Well, actually, the desecration story was investigated by several groups, including, after its fashion, the US military. The military investigation said, after, um, "re-interviewing" the guy who made the accusation that our interrogators flushed, or tried to flush, a Koran, that this individual did not care to continue making that claim. Case closed on the flush story. Fancy that.

But, wait, Rummie, don't you remember the Army--after investigating-- also saying that one of our soldiers actually urinated on a Koran? It was an "accident," of course. (Accidents are thick on the ground with this administration.) Our guys don't piss on Korans on purpose. We all know that. But the Arab world, evidently, does not. Moreover, the International Red Cross reported that several of the desecration stories were "credible." So, who are you gonna believe, Crazy Don, or the Red Cross?

Rumsfeld's solution to the plague of blogs, blackberries, and emails is for us (i.e., the Bush administration) to be "proactive" rather than "reactive." Rather than react to lies, we should learn from Karl Rove, and lie first, lie faster, lie better, and lie more often than our enemies. Or, to use Rummy's own words, "Engage experts from both within and outside of government to help to communicate; rapidly deploy the best military communications capabilities to new theaters of operation; and develop and execute multifaceted media campaigns -- print, radio, television and Internet."

He closed by counseling patience in the War on Terror, comparing it to the Cold War, which he pointed out lasted nearly 50 years. (If in 50 years we have melted the Greenland ice cap, terrorism will be the least of our worries, but it shows that the Republicans are nothing if not grandiose in their hallucinations, or "vision" as they are more likely to put it.)

But Rumsfeld is really a piece of work. The evil and creepy phrase "hearts and minds" popped out of his mouth at one point, which could lead you to wonder if this man is actually possessed by Satan, especially since he was at the same time channelling both Robert McNamara, seemingly without realizing it, and Ayman al-Zawahiri whom he claimed to be quoting. According to the Secretary himself, al Zawahiri threw down the hearts and minds gauntlet, and Rummy, eyes glowing red, felt compelled to leap down and pick it up and wave it around.

Just as McNamara did not understand that it was hard to win hearts and minds by burning the skin off children with napalm, torching villages, and shooting prisoners of war in the head, likewise Crazy Don somehow--amazingly--replicates that failure of understanding, and he does it without effort, like he has taken up residence in Bob McNamara's brain. But dropping leaflets announcing our dedication to freedom didn't cut it then, and Crazy Don's proposed media blitz is obviously not going to cut it now. Rummy, like his predecessor in folly, just doesn't get it.

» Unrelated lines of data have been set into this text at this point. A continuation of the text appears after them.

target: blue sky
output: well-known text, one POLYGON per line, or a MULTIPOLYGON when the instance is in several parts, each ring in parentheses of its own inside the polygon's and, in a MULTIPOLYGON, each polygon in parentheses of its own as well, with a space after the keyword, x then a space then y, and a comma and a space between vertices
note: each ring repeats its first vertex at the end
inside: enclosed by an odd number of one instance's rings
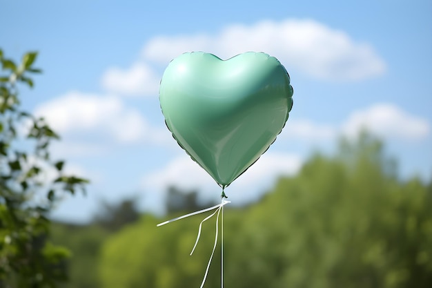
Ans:
POLYGON ((363 1, 23 1, 0 0, 0 46, 40 52, 43 74, 21 90, 26 109, 62 136, 54 156, 92 179, 59 219, 84 222, 101 199, 139 196, 161 212, 173 184, 217 200, 219 188, 164 124, 158 84, 169 61, 193 50, 227 59, 259 50, 284 65, 294 87, 286 126, 226 190, 256 200, 311 151, 366 127, 397 157, 402 177, 432 175, 432 3, 363 1))

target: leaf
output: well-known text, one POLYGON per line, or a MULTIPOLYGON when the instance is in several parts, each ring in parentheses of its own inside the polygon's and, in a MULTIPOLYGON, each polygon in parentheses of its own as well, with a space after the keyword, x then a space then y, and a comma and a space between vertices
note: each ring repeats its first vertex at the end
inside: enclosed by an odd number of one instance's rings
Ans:
POLYGON ((29 68, 26 70, 27 72, 31 72, 32 73, 42 73, 41 69, 38 69, 35 68, 29 68))
POLYGON ((29 52, 24 55, 23 57, 23 66, 26 70, 32 66, 37 57, 37 52, 29 52))
POLYGON ((19 161, 10 161, 8 162, 9 167, 12 171, 16 171, 18 170, 21 170, 21 164, 19 164, 19 161))
POLYGON ((28 188, 28 184, 26 181, 23 181, 20 184, 23 191, 27 190, 27 188, 28 188))
POLYGON ((1 61, 3 62, 3 69, 10 69, 14 72, 17 70, 17 65, 12 61, 5 59, 1 60, 1 61))
POLYGON ((64 161, 59 161, 54 164, 55 168, 57 169, 58 171, 61 171, 63 169, 63 166, 64 165, 64 161))
POLYGON ((54 196, 55 196, 54 193, 55 193, 54 190, 50 190, 50 191, 48 192, 47 198, 48 198, 50 201, 54 200, 54 196))

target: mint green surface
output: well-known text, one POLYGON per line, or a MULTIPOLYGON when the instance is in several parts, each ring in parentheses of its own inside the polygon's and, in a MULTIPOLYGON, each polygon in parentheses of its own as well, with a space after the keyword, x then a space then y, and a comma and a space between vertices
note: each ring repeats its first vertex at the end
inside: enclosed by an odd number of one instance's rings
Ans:
POLYGON ((168 128, 222 187, 275 141, 292 95, 279 61, 253 52, 224 61, 201 52, 183 54, 169 64, 159 88, 168 128))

Karl Rove probably does. I mean, given that al-Rove understands how to succeed in exploiting our specific cultural fears, superstitions, hopes, and bigotries--whether by lies, misdirection, red-herrings dragged stinking across the trail of Republican wrongdoing, flight-suit photo ops for the Commander in Chief, or by bribing journalists--surely Karl knows better than anyone that these techniques don't transfer very well to, say, the Muslim world. But if Rove, being a smart if wicked man, must understand that, Rummy, being a foolish if wicked man, surely does not.

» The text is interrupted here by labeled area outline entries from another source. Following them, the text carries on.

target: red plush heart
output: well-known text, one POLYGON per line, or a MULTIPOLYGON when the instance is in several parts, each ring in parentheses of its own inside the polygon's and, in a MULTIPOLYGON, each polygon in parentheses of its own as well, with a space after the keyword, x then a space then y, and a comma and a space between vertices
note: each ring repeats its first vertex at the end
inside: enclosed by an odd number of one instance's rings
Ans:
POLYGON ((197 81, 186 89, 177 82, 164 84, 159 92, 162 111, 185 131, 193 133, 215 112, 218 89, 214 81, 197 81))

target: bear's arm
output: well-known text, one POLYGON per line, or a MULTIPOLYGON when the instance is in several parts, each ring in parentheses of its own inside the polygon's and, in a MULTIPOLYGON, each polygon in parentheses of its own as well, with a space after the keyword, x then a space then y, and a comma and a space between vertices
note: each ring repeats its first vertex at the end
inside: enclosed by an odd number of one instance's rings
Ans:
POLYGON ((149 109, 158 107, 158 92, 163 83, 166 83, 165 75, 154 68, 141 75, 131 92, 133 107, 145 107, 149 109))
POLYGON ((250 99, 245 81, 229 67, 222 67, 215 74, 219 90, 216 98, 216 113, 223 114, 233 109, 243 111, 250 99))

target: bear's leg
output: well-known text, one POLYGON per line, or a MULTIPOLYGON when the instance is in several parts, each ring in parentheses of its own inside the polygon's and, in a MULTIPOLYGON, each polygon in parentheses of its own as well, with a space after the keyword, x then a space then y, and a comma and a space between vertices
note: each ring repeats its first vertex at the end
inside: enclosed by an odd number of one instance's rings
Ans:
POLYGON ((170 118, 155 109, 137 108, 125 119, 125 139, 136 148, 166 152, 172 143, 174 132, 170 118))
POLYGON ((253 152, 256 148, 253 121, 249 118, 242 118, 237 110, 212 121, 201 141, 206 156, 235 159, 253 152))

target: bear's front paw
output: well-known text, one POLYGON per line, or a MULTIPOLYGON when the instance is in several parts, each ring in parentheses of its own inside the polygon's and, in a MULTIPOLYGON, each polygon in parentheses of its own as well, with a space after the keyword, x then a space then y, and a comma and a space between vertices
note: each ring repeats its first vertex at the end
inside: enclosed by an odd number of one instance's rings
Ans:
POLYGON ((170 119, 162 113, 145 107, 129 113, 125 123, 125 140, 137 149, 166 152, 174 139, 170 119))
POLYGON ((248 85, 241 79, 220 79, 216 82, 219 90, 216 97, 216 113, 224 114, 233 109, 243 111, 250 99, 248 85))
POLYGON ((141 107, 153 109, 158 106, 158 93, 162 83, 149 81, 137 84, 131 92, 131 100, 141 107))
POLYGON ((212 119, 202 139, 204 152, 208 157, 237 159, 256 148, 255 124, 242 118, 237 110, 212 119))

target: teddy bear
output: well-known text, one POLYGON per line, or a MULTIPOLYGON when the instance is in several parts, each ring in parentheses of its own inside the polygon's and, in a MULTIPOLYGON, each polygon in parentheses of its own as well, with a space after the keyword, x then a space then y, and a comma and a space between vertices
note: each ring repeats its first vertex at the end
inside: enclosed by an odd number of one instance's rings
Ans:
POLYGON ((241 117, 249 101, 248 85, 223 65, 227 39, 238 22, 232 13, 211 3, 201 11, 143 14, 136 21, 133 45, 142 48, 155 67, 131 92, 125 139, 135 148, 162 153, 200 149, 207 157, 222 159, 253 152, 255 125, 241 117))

Unfortunately, as the Vietnam War proved, the fact that Johnson, McNamara, Nixon, Kissinger, their sorry ten-year long retinue of motley-and-bell garbed enablers, fellow travelers, strategic visionaries and like-minded enemies of the good, the true, and the beautiful, were--all of them--fools, clowns, mountebanks, men on the make, men on the take, and habitual liars, or crooks, or both, did not keep them from achieving a stunning catastrophe for our country. I am more and more worried that Bush's men--whose raw negative potential if anything exceeds that of their predecessors--will equal it, if not do worse.